Reputation: 1608
I'm trying to crawl a website (I got their authorization), and my code returns what I want in scrapy shell, but I get nothing in my spider.
I also checked all the previous question similar to this one without any success, e.g., the website doesn't use javascript in the home page to load the elements I need.
import scrapy
class MySpider(scrapy.Spider):
name = 'MySpider'
start_urls = [ #WRONG URL, SHOULD BE https://shop.app4health.it/ PROBLEM SOLVED!
'https://www.app4health.it/',
]
def parse(self, response):
self.logger.info('A response from %s just arrived!', response.url)
print ('PRE RISULTATI')
results = response.selector.xpath('//*[@id="nav"]/ol/li[*]/a/@href').extract()
# results = response.css('li a>href').extract()
# This works on scrapy shell, not in code
#risultati = response.xpath('//*[@id="nav"]/ol/li[1]/a').extract()
print (risultati)
#for pagineitems in risultati:
# next_page = pagineitems
print ('NEXT PAGE')
#Ignores the request cause already done.
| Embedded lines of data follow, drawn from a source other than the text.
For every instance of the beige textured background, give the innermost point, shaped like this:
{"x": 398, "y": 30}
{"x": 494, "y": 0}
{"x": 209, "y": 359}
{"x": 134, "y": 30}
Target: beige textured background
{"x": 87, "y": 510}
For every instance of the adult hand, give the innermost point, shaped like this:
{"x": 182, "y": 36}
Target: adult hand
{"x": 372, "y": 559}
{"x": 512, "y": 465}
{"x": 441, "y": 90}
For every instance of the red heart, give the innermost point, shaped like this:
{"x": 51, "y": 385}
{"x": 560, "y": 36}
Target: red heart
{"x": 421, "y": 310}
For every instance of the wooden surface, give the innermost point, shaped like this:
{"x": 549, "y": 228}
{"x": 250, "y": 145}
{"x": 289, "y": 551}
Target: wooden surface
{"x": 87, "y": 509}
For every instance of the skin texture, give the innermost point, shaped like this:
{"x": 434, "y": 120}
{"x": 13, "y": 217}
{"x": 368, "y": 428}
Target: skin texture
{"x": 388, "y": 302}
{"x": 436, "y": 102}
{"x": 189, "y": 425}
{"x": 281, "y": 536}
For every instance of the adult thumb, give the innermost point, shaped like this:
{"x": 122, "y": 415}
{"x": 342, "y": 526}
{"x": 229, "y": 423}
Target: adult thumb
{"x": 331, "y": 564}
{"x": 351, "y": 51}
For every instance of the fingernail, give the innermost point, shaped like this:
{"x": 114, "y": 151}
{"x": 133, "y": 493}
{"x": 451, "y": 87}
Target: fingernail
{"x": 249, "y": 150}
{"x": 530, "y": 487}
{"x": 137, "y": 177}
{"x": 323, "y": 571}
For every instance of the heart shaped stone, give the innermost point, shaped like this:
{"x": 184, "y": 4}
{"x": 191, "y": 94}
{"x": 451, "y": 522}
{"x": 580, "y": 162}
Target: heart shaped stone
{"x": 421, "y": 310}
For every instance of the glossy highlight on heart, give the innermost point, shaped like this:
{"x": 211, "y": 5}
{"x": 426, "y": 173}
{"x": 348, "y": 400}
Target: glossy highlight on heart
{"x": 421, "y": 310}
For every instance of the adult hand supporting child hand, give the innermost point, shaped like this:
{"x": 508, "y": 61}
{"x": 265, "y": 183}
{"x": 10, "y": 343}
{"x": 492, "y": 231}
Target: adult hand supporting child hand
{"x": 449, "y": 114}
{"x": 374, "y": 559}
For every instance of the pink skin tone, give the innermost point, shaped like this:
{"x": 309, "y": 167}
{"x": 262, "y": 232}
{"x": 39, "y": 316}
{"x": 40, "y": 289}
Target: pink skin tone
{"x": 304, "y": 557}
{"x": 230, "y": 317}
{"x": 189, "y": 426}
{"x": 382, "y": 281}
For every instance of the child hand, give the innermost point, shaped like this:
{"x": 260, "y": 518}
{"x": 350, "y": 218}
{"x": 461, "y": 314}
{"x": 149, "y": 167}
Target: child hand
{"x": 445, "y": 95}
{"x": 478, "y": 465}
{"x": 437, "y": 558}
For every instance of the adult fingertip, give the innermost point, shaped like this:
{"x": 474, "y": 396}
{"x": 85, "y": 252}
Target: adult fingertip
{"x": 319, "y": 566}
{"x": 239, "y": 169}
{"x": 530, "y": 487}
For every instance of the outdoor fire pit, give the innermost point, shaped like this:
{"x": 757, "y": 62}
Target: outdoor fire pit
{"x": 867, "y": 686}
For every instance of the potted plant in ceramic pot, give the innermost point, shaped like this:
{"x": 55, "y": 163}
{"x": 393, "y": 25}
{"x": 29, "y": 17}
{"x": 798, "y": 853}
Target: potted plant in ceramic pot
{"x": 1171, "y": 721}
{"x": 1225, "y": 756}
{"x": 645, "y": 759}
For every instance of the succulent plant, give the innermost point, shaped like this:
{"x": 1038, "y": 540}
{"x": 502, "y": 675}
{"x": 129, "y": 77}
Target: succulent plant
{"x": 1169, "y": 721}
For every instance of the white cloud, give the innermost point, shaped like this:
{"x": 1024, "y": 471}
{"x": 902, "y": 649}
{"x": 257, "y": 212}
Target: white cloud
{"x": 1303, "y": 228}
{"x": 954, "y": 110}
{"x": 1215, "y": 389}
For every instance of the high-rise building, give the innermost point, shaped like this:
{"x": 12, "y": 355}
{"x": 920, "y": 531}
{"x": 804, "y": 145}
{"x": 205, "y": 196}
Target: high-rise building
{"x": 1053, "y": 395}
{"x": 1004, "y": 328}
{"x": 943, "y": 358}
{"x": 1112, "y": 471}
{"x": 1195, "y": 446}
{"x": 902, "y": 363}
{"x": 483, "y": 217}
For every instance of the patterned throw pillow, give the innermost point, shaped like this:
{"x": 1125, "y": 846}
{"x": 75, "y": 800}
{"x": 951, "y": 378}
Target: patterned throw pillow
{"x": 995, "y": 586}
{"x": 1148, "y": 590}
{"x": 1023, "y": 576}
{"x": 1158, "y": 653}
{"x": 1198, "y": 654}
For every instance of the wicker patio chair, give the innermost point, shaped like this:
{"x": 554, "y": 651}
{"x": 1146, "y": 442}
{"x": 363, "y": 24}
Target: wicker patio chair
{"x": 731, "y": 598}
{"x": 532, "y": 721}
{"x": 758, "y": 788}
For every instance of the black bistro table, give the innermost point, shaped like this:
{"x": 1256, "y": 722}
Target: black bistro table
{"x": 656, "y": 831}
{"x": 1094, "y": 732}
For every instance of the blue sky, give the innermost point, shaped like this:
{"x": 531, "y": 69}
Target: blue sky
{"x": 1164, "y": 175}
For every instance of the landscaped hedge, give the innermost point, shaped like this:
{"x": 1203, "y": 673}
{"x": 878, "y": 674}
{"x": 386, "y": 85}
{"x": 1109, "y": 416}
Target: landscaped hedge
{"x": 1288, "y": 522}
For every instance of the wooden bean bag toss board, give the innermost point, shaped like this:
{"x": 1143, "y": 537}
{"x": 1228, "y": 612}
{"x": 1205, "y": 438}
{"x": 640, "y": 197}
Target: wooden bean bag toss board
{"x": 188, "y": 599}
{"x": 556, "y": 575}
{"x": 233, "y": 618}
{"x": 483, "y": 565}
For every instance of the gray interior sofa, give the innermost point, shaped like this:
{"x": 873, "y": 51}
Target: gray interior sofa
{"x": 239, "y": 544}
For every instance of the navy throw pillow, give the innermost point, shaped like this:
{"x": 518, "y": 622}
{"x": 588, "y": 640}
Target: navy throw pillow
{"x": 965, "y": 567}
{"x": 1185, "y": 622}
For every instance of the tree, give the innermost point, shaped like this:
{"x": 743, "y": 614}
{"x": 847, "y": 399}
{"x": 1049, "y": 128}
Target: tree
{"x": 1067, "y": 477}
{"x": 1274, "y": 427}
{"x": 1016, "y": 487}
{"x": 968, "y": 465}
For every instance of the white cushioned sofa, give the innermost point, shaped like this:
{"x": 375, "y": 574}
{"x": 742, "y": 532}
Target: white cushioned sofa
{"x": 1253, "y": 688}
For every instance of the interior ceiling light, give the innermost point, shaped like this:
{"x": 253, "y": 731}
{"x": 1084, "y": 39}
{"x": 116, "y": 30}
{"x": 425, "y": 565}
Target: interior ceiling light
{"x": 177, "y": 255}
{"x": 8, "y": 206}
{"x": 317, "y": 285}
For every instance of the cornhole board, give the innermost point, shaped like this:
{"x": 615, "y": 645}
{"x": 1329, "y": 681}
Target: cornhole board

Insert dont filter
yield scrapy.Request(url=risultati, callback=self.prodotti,dont_filter = True)
def prodotti(self, response):
self.logger.info('A REEEESPONSEEEEEE from %s just arrived!', response.url)
return 1
The website i'm trying to crawl is https://shop.app4health.it/
The xpath command that i use is this one :
response.selector.xpath('//*[@id="nav"]/ol/li[*]/a/@href').extract()
I know there are some problems with the prodotti function ecc..., but that's not the point. I would like to understand why the xpath selector works with scrapy shell ( i get exactly the links that i need ), but when i run it in my spider, i always get a null list.
If it can help, when i use CSS selectors in my spider, it works fine and it finds the elements, but i would like to use xpath ( i need it in the future development of my application ).
Thanks for the help :)
EDIT: I tried to print the body of the first response ( from start_urls ) and it's correct, i get the page i want. When i use selectors in my code ( even the one that have been suggested ) they all work fine in shell, but i get nothing in my code!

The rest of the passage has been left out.